Casablanca – The Treasury General of the Kingdom (TGR) has reported a significant improvement in Morocco’s budget deficit, which stood at approximately $121.65 million at the end of April 2024, a marked reduction from the $1.09 billion deficit recorded during the same period last year. This improvement is partially attributed to a positive balance of $1.47 billion from special treasury accounts and independently managed state services.

Gross ordinary revenues for the first four months of 2024 reached $12.49 billion, reflecting a 15.7% increase compared to the end of April 2023. This growth was driven by substantial increases in various revenue streams: direct taxes rose by 13.4%, customs duties by 11.4%, indirect taxes by 8.3%, registration and stamp duties by 4.6%, and non-tax revenues by an impressive 69.9%.

On the expenditure side, the general budget’s total spending was $16.16 billion, showing a slight year-on-year decrease of 0.9%. This reduction is due to a 3.8% decrease in operating expenses and a 0.3% drop in budgeted debt costs, offset by an 8.1% increase in investment expenditures. Specifically, the decline in budgeted debt costs, down 8.9%, is linked to lower principal repayments ($2.08 billion compared to $2.28 billion) despite a 16.5% increase in interest payments ($1.36 billion compared to $1.16 billion).

Expenditure commitments by the end of April 2024, including those not requiring prior commitment visas, totaled $28.8 billion. This represents a commitment rate of 37%, slightly higher than the 36% recorded at the end of April 2023, though the issuance rate on commitments dropped to 73% from 75% the previous year.

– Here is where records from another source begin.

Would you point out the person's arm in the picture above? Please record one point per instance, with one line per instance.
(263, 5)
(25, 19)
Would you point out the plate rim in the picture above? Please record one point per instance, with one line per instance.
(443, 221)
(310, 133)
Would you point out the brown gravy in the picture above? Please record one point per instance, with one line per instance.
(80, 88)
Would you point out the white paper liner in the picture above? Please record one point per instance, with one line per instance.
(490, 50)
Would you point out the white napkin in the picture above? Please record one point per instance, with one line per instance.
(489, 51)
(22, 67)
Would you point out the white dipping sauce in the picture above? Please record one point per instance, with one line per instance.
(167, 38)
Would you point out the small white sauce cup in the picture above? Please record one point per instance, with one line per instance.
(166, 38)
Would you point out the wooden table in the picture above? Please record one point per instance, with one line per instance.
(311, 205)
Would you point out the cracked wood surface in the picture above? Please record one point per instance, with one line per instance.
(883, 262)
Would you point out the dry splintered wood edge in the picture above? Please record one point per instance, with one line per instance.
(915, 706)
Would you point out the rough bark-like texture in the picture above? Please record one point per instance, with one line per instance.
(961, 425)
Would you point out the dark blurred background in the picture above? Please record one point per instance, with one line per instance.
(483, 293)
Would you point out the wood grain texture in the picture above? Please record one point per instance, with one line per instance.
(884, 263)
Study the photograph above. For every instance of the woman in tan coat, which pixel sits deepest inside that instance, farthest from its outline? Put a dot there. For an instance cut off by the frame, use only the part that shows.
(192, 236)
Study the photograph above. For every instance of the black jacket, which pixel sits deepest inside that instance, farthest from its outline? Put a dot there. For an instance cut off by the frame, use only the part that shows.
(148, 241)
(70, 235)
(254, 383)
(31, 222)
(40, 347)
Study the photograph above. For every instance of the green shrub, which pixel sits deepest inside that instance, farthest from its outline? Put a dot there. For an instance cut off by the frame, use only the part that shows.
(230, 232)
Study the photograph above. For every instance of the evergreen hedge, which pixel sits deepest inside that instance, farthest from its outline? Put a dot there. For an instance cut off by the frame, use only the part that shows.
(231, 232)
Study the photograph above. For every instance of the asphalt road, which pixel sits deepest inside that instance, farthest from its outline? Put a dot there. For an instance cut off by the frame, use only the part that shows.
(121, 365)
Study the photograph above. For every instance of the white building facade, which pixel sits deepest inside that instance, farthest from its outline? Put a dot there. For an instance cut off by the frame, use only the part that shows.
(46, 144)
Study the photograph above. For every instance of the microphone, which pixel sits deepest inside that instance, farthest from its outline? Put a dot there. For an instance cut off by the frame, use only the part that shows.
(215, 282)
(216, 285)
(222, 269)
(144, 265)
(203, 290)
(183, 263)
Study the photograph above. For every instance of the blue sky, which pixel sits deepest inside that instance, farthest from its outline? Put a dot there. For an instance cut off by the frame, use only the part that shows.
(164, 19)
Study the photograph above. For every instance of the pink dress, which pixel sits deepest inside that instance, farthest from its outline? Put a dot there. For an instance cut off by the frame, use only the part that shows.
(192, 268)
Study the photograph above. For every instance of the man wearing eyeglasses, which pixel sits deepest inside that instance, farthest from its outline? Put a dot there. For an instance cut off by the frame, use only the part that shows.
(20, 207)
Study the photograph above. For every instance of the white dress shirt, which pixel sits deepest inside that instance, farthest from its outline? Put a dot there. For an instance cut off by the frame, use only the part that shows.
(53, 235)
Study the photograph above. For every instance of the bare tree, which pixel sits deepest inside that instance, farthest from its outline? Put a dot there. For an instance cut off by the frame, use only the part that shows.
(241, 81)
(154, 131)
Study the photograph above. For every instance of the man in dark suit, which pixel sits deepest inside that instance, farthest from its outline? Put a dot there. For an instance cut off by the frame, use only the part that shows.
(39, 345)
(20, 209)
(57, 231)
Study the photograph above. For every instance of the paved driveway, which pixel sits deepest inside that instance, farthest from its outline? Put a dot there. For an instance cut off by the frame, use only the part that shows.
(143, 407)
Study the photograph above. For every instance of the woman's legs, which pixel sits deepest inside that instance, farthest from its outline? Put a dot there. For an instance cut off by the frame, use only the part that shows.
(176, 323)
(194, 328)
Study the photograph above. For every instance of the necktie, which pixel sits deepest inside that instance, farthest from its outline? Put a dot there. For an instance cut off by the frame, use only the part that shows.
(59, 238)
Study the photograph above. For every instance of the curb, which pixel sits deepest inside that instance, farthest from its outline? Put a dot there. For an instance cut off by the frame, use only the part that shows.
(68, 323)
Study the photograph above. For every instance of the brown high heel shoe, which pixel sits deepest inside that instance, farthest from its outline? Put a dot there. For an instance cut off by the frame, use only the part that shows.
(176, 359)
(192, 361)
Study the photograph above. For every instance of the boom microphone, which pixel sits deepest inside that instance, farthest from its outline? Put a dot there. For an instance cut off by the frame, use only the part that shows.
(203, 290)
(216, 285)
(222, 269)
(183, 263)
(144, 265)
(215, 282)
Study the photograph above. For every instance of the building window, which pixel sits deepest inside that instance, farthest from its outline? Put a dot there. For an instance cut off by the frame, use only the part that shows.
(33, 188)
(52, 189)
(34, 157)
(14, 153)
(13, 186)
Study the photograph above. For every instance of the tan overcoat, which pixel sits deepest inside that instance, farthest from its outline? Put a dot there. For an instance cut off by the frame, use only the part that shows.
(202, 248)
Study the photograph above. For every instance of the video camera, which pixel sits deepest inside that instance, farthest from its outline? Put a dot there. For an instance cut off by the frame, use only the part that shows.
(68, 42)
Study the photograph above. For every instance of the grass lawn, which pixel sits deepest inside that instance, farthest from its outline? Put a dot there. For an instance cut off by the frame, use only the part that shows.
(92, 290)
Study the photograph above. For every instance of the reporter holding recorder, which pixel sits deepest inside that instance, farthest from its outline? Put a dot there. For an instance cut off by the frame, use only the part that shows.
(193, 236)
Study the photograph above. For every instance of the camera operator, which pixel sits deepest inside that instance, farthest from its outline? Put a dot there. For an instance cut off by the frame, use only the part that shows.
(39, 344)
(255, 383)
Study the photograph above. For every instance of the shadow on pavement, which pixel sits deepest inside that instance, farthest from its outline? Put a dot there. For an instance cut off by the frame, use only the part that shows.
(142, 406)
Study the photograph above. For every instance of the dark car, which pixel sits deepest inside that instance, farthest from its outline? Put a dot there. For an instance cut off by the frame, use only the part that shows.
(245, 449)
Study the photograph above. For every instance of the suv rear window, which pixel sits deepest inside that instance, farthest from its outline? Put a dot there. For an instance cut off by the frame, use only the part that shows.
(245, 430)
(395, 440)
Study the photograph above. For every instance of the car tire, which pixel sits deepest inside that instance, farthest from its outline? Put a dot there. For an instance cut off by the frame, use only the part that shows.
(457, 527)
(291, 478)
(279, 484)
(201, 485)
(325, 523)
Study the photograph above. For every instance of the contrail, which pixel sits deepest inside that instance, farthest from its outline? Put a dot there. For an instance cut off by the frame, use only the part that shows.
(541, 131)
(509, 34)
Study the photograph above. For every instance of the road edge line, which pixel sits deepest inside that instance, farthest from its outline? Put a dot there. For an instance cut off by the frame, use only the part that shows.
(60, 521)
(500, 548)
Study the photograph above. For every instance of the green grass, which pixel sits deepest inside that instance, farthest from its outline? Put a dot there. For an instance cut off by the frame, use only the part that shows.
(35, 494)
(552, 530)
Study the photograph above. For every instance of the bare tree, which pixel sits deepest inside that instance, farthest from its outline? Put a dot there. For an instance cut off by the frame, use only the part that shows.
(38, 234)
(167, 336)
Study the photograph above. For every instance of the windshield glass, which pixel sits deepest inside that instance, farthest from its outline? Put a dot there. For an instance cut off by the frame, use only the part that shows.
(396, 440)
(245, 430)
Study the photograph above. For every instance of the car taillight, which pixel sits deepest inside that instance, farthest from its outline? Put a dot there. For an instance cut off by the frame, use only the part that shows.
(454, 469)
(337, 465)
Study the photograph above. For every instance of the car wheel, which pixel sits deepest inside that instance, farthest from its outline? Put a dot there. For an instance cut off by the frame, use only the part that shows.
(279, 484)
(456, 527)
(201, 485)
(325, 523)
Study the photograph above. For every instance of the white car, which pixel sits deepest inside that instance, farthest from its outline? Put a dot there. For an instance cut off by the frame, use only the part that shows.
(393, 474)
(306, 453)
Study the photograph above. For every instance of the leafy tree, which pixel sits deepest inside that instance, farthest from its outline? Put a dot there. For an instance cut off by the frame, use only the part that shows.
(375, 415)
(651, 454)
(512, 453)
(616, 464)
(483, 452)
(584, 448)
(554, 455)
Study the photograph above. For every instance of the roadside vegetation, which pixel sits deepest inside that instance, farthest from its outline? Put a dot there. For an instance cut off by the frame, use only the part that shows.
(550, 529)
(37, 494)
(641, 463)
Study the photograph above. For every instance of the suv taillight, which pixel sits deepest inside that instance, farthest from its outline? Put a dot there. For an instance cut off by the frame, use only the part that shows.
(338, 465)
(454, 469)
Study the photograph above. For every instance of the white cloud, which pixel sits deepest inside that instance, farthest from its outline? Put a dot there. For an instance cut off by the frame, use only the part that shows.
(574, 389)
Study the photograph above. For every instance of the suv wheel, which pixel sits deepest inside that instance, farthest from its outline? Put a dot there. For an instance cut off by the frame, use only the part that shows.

Revenues from special treasury accounts amounted to $6.25 billion, which includes $1.49 billion transferred from the general budget’s common investment expenses. The issued expenditures from these accounts were $4.84 billion, including $120.62 million for tax refunds, rebates, and recovered tax amounts, resulting in a balance of $1.42 billion.

Independently managed state services (SEGMA) also saw a rise in revenues, reaching $83.61 million by the end of April 2024, up 17.9% from the previous year. Their expenditures increased by 29.7%, totaling $27 million.

Net customs revenues for the first four months of 2024 reached $2.88 billion, a 5.8% increase from the same period last year. This total includes revenues from customs duties, VAT on imports, and domestic consumption taxes on energy products, factoring in $4.12 million in tax refunds, rebates, and restitutions. Notably, net customs duties revenues were $526 million, up 11.4%, and net VAT revenues on imports were $1.78 billion, up 2.7%. Although VAT on energy products decreased by 11.1%, VAT on other products increased by 6.5%. Net domestic consumption tax revenues on energy products rose to $574 million, a 10.9% increase from the previous year, including $2.89 million in tax refunds, rebates, and restitutions. Gross customs revenues surpassed $2.88 billion, up from $2.73 billion at the end of April 2023.

Compensation expenditure emissions were significantly reduced, totaling $412 million by the end of April 2024, a 55% decrease from the same period the previous year. These emissions represent 24% of the total projections in the 2024 Finance Law. Issued operating expenses amounted to $9.43 billion, with $5.34 billion allocated for salaries and wages, marking a 2.1% increase. Material expenses rose by 11.7% to $2.74 billion, while common expenses decreased by 44% to $960 million. The TGR also noted a 4.4% reduction in the general budget’s share of tax refunds, rebates, and restitutions, primarily due to a decrease in VAT refunds within the country, which amounted to $262 million.

Morocco’s fiscal performance has improved significantly in early 2024, characterized by increased revenues across various streams and strategic reductions in specific expenditures. These fiscal measures are crucial as the country continues to navigate economic challenges and strive for sustainable growth.